BTW, if a large part of what I'm describing below sounds like
mentors.debian.net, you're not alone. Looking back, it might have been
easier to try and hack this into the m.d.n system. That might be where this
all ends up. I don't know. One thing I'm not keen on is providing an
apt-getable archive, and I also want to keep track of what's been sponsored
and what's still waiting around - things that, AFAICT, m.d.n doesn't
The final step I'm planning on building into the system is a way for
sponsors to get packages out of this queue system I've built so they can
check them over and upload. The problem is, I'm not sure how to do this
optimally. My constraints are:
* Must be quick and simple to use. Too much hassle will cause sponsors not to
use the system due to excessive pain.
* I'd like (but it's not an absolute requirement) to be able to track who
"claimed" each package for sponsorship, so sponsees can harass a particular
someone if the upload never gets done.
* Minimal manual intervention required on the administration side of things.
Preferably no need for setup of accounts beyond that provided by a GPG
* Once selected by a sponsor, a package for sponsorship is taken "off the
market" for others, but can be reinstated later if the original downloader
can't upload, but the package shouldn't be rejected.

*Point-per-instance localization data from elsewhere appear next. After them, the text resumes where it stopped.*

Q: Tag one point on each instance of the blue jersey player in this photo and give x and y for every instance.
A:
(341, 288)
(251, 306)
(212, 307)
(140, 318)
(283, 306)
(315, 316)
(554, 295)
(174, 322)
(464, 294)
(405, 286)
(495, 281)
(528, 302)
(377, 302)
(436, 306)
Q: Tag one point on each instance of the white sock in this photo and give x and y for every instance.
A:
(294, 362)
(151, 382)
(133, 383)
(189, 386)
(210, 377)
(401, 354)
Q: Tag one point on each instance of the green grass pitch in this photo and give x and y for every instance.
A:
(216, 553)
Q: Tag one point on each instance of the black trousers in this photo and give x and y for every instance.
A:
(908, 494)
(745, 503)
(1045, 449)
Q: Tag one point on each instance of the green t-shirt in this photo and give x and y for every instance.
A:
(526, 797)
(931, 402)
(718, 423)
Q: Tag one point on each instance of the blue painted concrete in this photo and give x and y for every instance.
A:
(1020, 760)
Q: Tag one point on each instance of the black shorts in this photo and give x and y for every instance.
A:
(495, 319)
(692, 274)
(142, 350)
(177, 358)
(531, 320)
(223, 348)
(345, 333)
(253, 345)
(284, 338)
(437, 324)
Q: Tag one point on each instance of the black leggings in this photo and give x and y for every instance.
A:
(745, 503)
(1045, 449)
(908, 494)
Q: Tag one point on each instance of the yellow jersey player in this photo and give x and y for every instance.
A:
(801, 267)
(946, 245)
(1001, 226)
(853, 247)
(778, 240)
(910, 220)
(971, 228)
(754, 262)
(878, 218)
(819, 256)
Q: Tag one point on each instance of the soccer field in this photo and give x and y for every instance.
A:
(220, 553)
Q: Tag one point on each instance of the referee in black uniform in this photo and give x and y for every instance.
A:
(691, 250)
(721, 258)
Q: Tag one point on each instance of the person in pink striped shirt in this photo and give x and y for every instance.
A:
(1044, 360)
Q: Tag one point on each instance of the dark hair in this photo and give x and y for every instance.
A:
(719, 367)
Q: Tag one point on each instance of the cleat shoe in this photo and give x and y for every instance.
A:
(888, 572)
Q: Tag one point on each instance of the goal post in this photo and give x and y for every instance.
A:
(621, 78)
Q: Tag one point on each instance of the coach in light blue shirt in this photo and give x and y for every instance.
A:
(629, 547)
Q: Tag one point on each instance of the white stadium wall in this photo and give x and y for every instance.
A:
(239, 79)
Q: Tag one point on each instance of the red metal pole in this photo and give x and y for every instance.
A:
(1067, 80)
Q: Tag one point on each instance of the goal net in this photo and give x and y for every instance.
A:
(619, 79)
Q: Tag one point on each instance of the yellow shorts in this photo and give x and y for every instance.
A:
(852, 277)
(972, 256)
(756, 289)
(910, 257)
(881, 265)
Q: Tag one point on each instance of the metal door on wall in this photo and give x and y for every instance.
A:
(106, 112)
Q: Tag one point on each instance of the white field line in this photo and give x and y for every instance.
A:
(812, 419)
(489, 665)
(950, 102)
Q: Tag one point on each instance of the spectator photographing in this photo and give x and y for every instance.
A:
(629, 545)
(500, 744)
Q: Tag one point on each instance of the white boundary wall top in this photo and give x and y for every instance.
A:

* If possible, sponsors should be able to select a package they want to
check and upload, rather than being given the "next in the queue". For
instance, I'm not qualified to sponsor java packages, and I'm sure others
are in the same boat.
* As simple to implement as possible. Duh.
So, given all of that, I've got two different ways thought up. Both suck,
but in different ways.
1) E-mail. Sponsors send a GPG signed e-mail to a request address, get the
next package on the list e-mailed back to them. They could also request a
particular package, and if it's available, they'll get that. Fails the
"select" part badly, but can be hacked to do most everything else. But who
wants multi-megabyte files in their inbox, hmm?

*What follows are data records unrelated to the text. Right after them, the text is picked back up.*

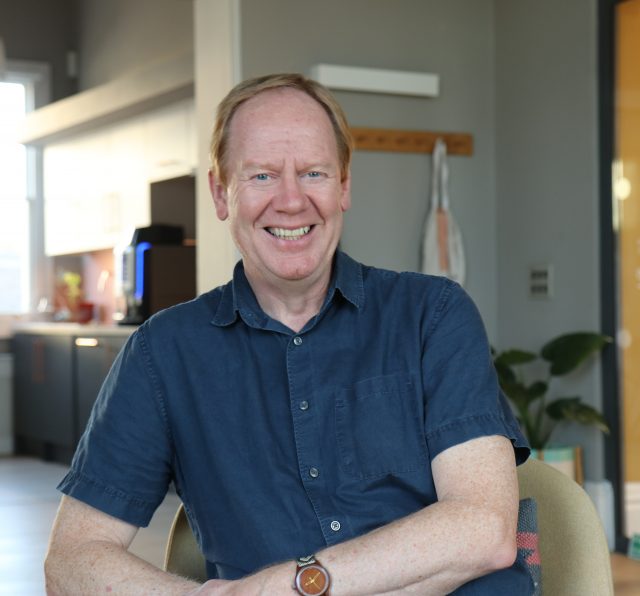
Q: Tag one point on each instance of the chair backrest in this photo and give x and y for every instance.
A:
(183, 556)
(572, 543)
(574, 554)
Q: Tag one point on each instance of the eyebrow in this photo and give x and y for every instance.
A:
(250, 166)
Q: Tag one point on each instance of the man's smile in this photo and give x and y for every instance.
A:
(287, 234)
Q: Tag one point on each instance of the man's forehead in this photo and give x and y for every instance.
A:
(279, 102)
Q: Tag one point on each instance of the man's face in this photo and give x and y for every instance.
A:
(284, 197)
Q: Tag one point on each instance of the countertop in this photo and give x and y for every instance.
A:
(88, 329)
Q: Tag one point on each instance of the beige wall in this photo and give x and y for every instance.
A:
(119, 36)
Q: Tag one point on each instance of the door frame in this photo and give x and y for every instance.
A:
(612, 407)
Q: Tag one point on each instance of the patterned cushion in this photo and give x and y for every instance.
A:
(527, 540)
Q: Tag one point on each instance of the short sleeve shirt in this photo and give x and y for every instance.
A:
(282, 443)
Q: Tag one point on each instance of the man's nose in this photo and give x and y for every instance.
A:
(290, 196)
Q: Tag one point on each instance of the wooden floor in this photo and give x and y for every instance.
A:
(28, 502)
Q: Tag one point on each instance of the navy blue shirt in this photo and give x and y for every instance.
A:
(282, 443)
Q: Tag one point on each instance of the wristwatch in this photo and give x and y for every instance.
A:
(312, 579)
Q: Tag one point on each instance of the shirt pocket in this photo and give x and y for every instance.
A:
(379, 429)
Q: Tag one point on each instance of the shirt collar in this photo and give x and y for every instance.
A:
(238, 297)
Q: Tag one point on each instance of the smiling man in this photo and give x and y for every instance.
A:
(331, 428)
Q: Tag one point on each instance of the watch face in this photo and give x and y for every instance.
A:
(312, 580)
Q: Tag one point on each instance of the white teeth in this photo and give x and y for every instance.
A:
(289, 234)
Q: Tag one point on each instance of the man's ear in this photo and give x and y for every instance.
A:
(345, 197)
(219, 195)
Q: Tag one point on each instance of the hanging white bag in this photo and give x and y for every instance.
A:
(442, 247)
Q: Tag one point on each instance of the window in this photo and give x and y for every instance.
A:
(14, 206)
(24, 86)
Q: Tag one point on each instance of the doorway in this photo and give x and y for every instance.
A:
(626, 227)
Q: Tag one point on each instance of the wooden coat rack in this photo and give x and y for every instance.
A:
(410, 141)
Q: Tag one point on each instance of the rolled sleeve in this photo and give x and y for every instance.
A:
(123, 462)
(463, 397)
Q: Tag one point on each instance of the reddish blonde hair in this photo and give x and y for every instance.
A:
(252, 87)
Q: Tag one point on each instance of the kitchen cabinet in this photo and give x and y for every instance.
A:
(43, 396)
(96, 184)
(57, 379)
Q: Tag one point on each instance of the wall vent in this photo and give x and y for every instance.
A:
(541, 282)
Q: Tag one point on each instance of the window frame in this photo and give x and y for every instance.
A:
(36, 78)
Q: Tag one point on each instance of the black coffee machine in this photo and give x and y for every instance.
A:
(158, 271)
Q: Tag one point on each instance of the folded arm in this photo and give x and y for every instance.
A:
(88, 555)
(469, 532)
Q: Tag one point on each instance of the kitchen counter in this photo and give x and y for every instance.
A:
(50, 328)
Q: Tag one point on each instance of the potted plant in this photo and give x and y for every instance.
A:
(537, 412)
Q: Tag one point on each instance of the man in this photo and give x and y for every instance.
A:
(312, 406)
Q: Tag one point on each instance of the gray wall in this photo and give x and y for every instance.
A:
(119, 36)
(452, 38)
(42, 31)
(547, 180)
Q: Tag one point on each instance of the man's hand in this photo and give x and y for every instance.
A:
(272, 581)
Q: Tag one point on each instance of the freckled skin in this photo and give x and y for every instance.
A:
(283, 171)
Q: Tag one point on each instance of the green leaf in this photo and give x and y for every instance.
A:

2) Web. Surprise! Makes the tracking stuff harder (probably need to go to
a login-based approach - yay, another password to remember/manage) but
simplifies the package selection and downloads won't be quite so horrendous.

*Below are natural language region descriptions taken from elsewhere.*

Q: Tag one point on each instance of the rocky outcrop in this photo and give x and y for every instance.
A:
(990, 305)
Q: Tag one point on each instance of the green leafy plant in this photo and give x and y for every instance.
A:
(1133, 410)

Easier for me to implement because it's what I get paid to write (webapps).
There have also been thoughts of mutant hybrids flying through my brain,
where you list on the web and send e-mail to retrieve, then get a URL to
download, but these have, well, severely limited attractiveness for me. But
it's another possibility. How about an e-mail to get the list of packages,
then reply with the one you want, and you get back a URL to download the one
you want. Ugly, though, and I'd need to write code to parse MIME for the
GPG signatures (more Python learning, I guess).
So, comments, brickbats, acclaim, whatever. Throw it at me.